Big oil companies, however, say they are spending hundreds of millions of dollars to research and develop alternative and renewable power sources ? not only as part of the green movement, but with serious hopes of cashing in when the technologies are broadly commercialized...
In 2007, BP spent $750 million, or 10 percent of its U.S. capital budget, on developing alternative and renewable technologies, which include solar and wind energy and biofuels. The company has said it will spend $8 billion from 2005 through 2014.
"By the end of this year, we expect to have 1,000 megawatts of U.S. wind power capacity on line, increasing to 2,400 megawatts by the end of 2010," BP American chairman Bob Malone told the House Select committee on Energy Independence and Global Warming last month, according to a transcript.

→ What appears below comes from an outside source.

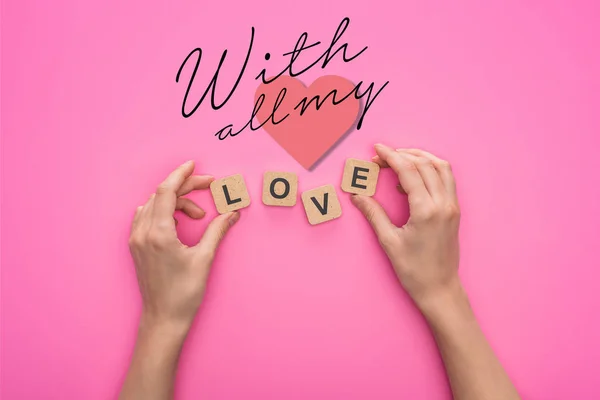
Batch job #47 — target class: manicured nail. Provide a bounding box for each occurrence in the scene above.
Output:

BP is a partner on a $480 million, 300-megawatt wind farm in Weld County that began operating in November.
Chevron is also accelerating its investments in the renewable field. The company has earmarked $2.5 billion for renewable- and alternative-energy development through 2009 after spending $2 billion from 2002 to 2007.
Chevron Energy Solutions, which launched in 2000, generates about $300 million a year and is growing 20 percent annually, according to Jim Davis, the division's president...
ConocoPhillips plans to spend $150 million in 2008 on the development of unconventional oil and gas resources and the development of new energy sources. The company recently purchased a 432-acre campus in Louisville that will serve as a hub for its alternative-energy research.
The company is more focused on developing liquid fuels from renewable sources, rather than wind and solar generation that other major oil companies such as Shell and BP are embracing. Shell co-owns a wind farm in Lamar and is involved in 11 wind projects in the U.S. and Europe...
In 2002, Exxon committed $100 million over 10 years to Stanford University to fund the research and development of cleaner power sources.
Why should I call my Congressman? I do support drilling in ANWR and always have, though I do have concerns with offshore drilling with fisheries being in the shape that they're currently in. What's ANWR drilling going to do though, drop the price of gas a nickel in 6 years when it comes online? I don't know if anyone saw it, but I was leafing through the Time 100 the other day in the doctor's office, and there was a blurb written by the chief economist for Tesoro, saying essentially that the high prices aren't based on low crude supply, but on rabid speculators and low refining capacity. That sounds about right since someone can throw a rock at an oil tanker and see gas rise a dime a gallon. I'm also in line with clean coal and nuclear power, but evidently your side hasn't done a good job of convincing the American people that this is the direction that we need to head.
And I don't buy for a second the notion that Democrats are any more guilty of corruption that Republicans. That's a disease that seems to afflict the powerful, no matter what the party.